For observational studies, researchers can decompose total bias into internal validity bias and external validity bias (Westreich et al. Reference Westreich, Edwards, Lesko, Cole and Stuart2019). Thus, the same four dimensions of external validity are also relevant in observational studies. For example, widely used causal inference techniques, such as instrumental variables and regression discontinuity, make identification strategies more credible by focusing on a subset of units, which often decreases *X*-validity. Although effect-generalization requires even stronger assumptions in observational studies, sign-generalization is possible in many applications as far as purposive variations exist in observational data.

As a concrete example, we examine two large-scale observational studies based on a natural experiment (Dehejia, Pop-Eleches, and Samii Reference Dehejia, Pop-Eleches and Samii2021) and instrumental variables (Bisbee et al. Reference Bisbee, Dehejia, Pop-Eleches and Samii2017). Using these two studies, we discuss in Appendix E how to use the proposed sign-generalization test to combine estimates across contexts and evaluate sign-generalization in observational studies. An effect-generalization type analysis is reported in the original studies mentioned above.

## Concluding Remarks

External validity has been a focus of long-standing debates in the social sciences. However, in contrast to extensive discussions at the conceptual level, there have been few empirical applications where researchers explicitly incorporate design or analysis for external validity. In this article, we seek to improve empirical approaches for external validity by proposing a framework and developing tailored methods for effect- and sign-generalization. We clarify the underlying assumptions required to account for concerns about *X*-, *T*-, *Y*-, and
$ C $
-validity. We then describe three classes of estimators for effect-generalization and propose a new test for sign-generalization.

Addressing external validity is inherently difficult because it seeks to infer whether causal findings are generalizable to other populations, treatments, outcomes, and contexts that we do not observe in our data.
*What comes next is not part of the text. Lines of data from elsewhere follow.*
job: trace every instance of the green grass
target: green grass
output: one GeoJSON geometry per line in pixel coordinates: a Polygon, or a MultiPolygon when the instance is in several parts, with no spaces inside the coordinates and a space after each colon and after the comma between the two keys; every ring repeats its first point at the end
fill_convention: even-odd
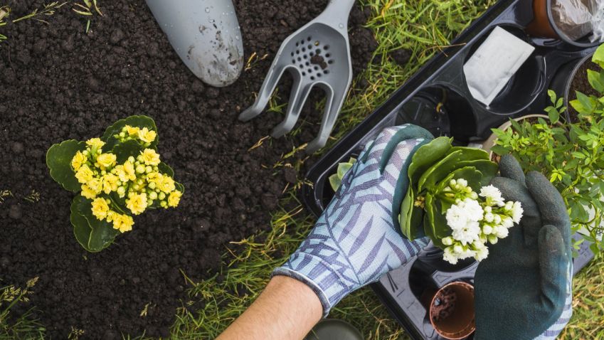
{"type": "MultiPolygon", "coordinates": [[[[422,65],[441,51],[494,1],[483,0],[398,1],[371,0],[363,3],[371,9],[368,23],[379,44],[373,63],[359,78],[369,84],[358,88],[355,82],[330,143],[359,124],[386,100],[422,65]],[[405,48],[413,57],[405,67],[392,63],[388,53],[405,48]]],[[[320,110],[318,105],[317,110],[320,110]]],[[[271,110],[282,112],[282,101],[272,102],[271,110]]],[[[304,122],[297,129],[312,124],[304,122]]],[[[295,132],[294,132],[295,133],[295,132]]],[[[328,148],[329,149],[329,146],[328,148]]],[[[294,151],[295,152],[297,150],[294,151]]],[[[300,164],[283,164],[300,169],[300,164]]],[[[302,178],[303,174],[300,174],[302,178]]],[[[290,190],[275,212],[270,231],[238,243],[243,249],[226,254],[233,258],[221,273],[201,282],[191,282],[189,302],[179,309],[172,327],[174,339],[213,339],[238,317],[262,292],[272,268],[282,263],[312,228],[314,218],[302,208],[290,190]],[[287,208],[286,208],[287,207],[287,208]],[[202,304],[199,304],[200,302],[202,304]],[[189,306],[196,302],[196,304],[189,306]]],[[[602,256],[575,279],[574,316],[561,339],[604,339],[604,272],[602,256]]],[[[347,320],[368,339],[409,339],[388,315],[369,288],[345,298],[330,317],[347,320]]]]}

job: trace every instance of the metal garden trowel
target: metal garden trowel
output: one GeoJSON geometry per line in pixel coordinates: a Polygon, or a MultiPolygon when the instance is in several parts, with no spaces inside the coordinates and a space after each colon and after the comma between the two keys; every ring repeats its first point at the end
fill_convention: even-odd
{"type": "Polygon", "coordinates": [[[243,68],[243,43],[231,0],[147,0],[185,65],[212,86],[224,87],[243,68]]]}
{"type": "Polygon", "coordinates": [[[325,146],[352,80],[348,16],[354,4],[354,0],[331,0],[323,13],[283,41],[255,102],[241,113],[240,120],[249,120],[264,110],[279,79],[289,70],[294,86],[287,113],[272,135],[279,137],[292,130],[316,85],[325,90],[327,100],[319,136],[306,150],[314,152],[325,146]]]}

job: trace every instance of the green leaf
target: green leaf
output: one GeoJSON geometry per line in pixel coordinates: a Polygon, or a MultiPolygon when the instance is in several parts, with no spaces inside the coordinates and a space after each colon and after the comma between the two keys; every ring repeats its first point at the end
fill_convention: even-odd
{"type": "Polygon", "coordinates": [[[593,56],[591,57],[591,61],[599,65],[600,68],[604,68],[604,45],[600,45],[595,52],[593,53],[593,56]]]}
{"type": "MultiPolygon", "coordinates": [[[[149,130],[153,130],[155,132],[157,132],[157,127],[155,125],[155,122],[150,117],[143,115],[130,116],[127,118],[120,119],[110,127],[107,127],[101,137],[101,139],[107,143],[105,145],[107,149],[113,149],[113,147],[118,143],[117,139],[114,136],[120,134],[120,132],[122,132],[122,129],[126,125],[138,127],[140,128],[147,127],[149,130]]],[[[150,149],[157,149],[159,141],[159,134],[158,133],[157,137],[155,137],[155,140],[151,143],[151,145],[149,147],[150,149]]]]}
{"type": "Polygon", "coordinates": [[[424,211],[421,208],[415,206],[415,191],[412,186],[409,186],[407,194],[401,205],[398,223],[401,225],[401,231],[403,235],[410,240],[424,236],[423,230],[420,228],[424,211]]]}
{"type": "Polygon", "coordinates": [[[344,178],[344,176],[352,167],[352,163],[340,163],[338,164],[337,175],[340,179],[344,178]]]}
{"type": "Polygon", "coordinates": [[[92,201],[78,195],[71,203],[71,224],[78,242],[86,250],[97,253],[108,247],[120,233],[92,213],[92,201]]]}
{"type": "Polygon", "coordinates": [[[411,164],[407,173],[410,184],[413,186],[418,183],[421,175],[425,172],[451,149],[451,139],[441,137],[433,139],[430,143],[423,145],[413,154],[411,164]]]}
{"type": "Polygon", "coordinates": [[[125,162],[130,156],[134,157],[134,159],[138,157],[144,149],[144,147],[139,144],[138,142],[129,139],[123,143],[118,143],[116,144],[113,147],[113,149],[111,149],[111,152],[115,154],[117,164],[122,164],[125,162]]]}
{"type": "Polygon", "coordinates": [[[435,200],[432,195],[425,196],[425,215],[424,216],[424,232],[428,236],[434,245],[445,249],[445,246],[442,240],[450,235],[450,228],[447,225],[447,220],[441,214],[439,200],[435,200]]]}
{"type": "Polygon", "coordinates": [[[604,92],[604,73],[588,70],[587,80],[593,90],[600,93],[604,92]]]}
{"type": "Polygon", "coordinates": [[[334,191],[338,191],[341,185],[341,179],[338,177],[337,174],[334,174],[329,176],[329,185],[332,186],[332,189],[333,189],[334,191]]]}
{"type": "Polygon", "coordinates": [[[489,159],[489,154],[480,149],[455,147],[451,148],[448,154],[438,163],[428,169],[420,178],[418,192],[433,188],[449,174],[460,167],[460,163],[465,161],[489,159]]]}
{"type": "Polygon", "coordinates": [[[71,160],[76,152],[85,149],[83,142],[70,139],[53,145],[46,152],[46,165],[51,177],[70,191],[75,193],[81,190],[81,185],[71,169],[71,160]]]}
{"type": "Polygon", "coordinates": [[[552,104],[556,104],[556,92],[554,92],[553,90],[548,90],[547,95],[549,96],[549,101],[551,102],[552,104]]]}

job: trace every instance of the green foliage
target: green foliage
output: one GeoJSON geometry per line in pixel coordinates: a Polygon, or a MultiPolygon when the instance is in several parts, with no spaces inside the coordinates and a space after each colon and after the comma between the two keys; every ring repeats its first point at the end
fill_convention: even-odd
{"type": "Polygon", "coordinates": [[[449,182],[465,179],[477,191],[497,173],[497,165],[489,160],[486,152],[453,147],[452,142],[448,137],[438,137],[422,146],[411,158],[409,188],[398,216],[403,234],[410,240],[427,235],[435,245],[444,248],[441,240],[450,235],[450,229],[443,213],[452,202],[443,192],[449,182]]]}
{"type": "Polygon", "coordinates": [[[344,178],[344,175],[350,170],[350,168],[354,165],[354,163],[356,161],[356,159],[354,158],[351,158],[349,159],[348,161],[344,161],[338,164],[338,170],[337,172],[334,174],[333,175],[329,176],[329,185],[332,186],[332,188],[334,191],[337,191],[341,185],[342,179],[344,178]]]}
{"type": "Polygon", "coordinates": [[[132,215],[178,205],[184,187],[160,161],[157,139],[152,119],[132,116],[109,127],[100,139],[70,139],[48,149],[51,176],[80,193],[70,220],[75,239],[88,251],[99,252],[120,232],[130,230],[132,215]]]}
{"type": "Polygon", "coordinates": [[[81,186],[71,168],[71,159],[76,152],[85,149],[86,144],[83,142],[69,139],[53,145],[46,152],[46,165],[51,169],[51,177],[74,193],[79,191],[81,186]]]}
{"type": "Polygon", "coordinates": [[[78,242],[90,253],[97,253],[109,247],[119,230],[110,223],[97,219],[92,213],[92,201],[80,195],[71,203],[71,224],[78,242]]]}
{"type": "Polygon", "coordinates": [[[16,307],[25,307],[33,294],[38,277],[27,281],[23,287],[13,285],[0,287],[0,339],[43,339],[46,329],[33,317],[33,308],[16,315],[16,307]]]}
{"type": "MultiPolygon", "coordinates": [[[[604,46],[594,53],[593,61],[604,66],[604,46]]],[[[588,71],[591,86],[600,93],[604,90],[604,71],[588,71]]],[[[492,150],[502,155],[512,154],[526,171],[543,172],[560,191],[574,230],[585,228],[585,238],[595,243],[598,251],[604,243],[597,240],[603,228],[604,195],[604,97],[576,92],[570,105],[578,114],[578,122],[562,122],[566,110],[563,98],[549,92],[552,103],[545,109],[549,122],[536,123],[512,121],[505,131],[494,129],[497,136],[492,150]]]]}

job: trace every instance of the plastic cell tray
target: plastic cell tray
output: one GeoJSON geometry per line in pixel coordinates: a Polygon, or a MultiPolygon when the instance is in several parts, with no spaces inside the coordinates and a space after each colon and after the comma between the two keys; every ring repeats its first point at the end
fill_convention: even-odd
{"type": "MultiPolygon", "coordinates": [[[[492,128],[510,118],[542,113],[549,104],[547,90],[553,89],[561,95],[571,70],[595,48],[581,48],[527,35],[524,28],[533,18],[531,4],[526,0],[497,2],[460,34],[451,47],[430,60],[342,138],[307,174],[312,186],[302,189],[307,208],[317,216],[321,214],[334,195],[328,179],[336,172],[338,163],[357,156],[386,127],[415,124],[435,137],[452,137],[455,144],[467,145],[484,140],[492,128]],[[535,51],[487,107],[470,95],[463,65],[497,26],[530,43],[535,51]]],[[[586,242],[578,253],[574,260],[576,272],[593,257],[586,242]]],[[[429,246],[372,285],[392,316],[415,339],[442,339],[431,326],[421,303],[423,294],[452,281],[473,282],[477,262],[460,262],[452,266],[441,257],[437,249],[429,246]]]]}

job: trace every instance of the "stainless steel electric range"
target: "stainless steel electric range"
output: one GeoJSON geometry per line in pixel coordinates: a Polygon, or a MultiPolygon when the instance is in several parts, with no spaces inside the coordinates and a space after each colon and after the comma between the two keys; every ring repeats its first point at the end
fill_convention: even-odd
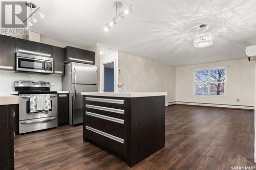
{"type": "Polygon", "coordinates": [[[19,101],[20,134],[57,127],[57,91],[50,91],[50,87],[49,82],[34,81],[15,82],[15,91],[18,91],[19,101]],[[52,109],[30,112],[30,97],[38,94],[50,95],[52,109]]]}

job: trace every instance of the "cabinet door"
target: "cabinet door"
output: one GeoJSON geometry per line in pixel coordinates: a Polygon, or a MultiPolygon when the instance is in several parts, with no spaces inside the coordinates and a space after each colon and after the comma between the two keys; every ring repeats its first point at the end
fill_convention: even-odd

In this paper, we formally clarify conditions under which this challenging yet essential inference is possible, and we propose new methods for improving external validity.

## Supplementary Materials

To view supplementary material for this article, please visit http://doi.org/10.1017/S0003055422000880.

## DATA AVAILABILITY STATEMENT

Research documentation and/or data that support the findings of this study are openly available at the American Political Science Review Dataverse: https://doi.org/10.7910/DVN/3EKRSI.

## ACKNOWLEDGMENTS

The proposed methodology is implemented via the open-source software R package evalid, available at https://github.com/naoki-egami/evalid. We would like to thank Martin Bisgaard, Graeme Blair, David Broockman, Ryan Brutger, Juan Correa, Michael Findley, Nikhar Gaikwad, Don Green, Jens Hainmueller, Dan Hopkins, Joshua Kalla, Kevin Munger, Rocío Titiunik, Abby Wood, and Lauren Young, for their thoughtful comments. We would also like to thank participants at Polmeth 2020, APSA 2020 and seminars at Princeton, Stanford, University of California, Berkeley, and University of Texas, Austin.

## CONFLICT OF INTEREST

The authors declare no ethical issues or conflicts of interest in this research.

## ETHICAL STANDARDS

The authors affirm this research did not involve human subjects.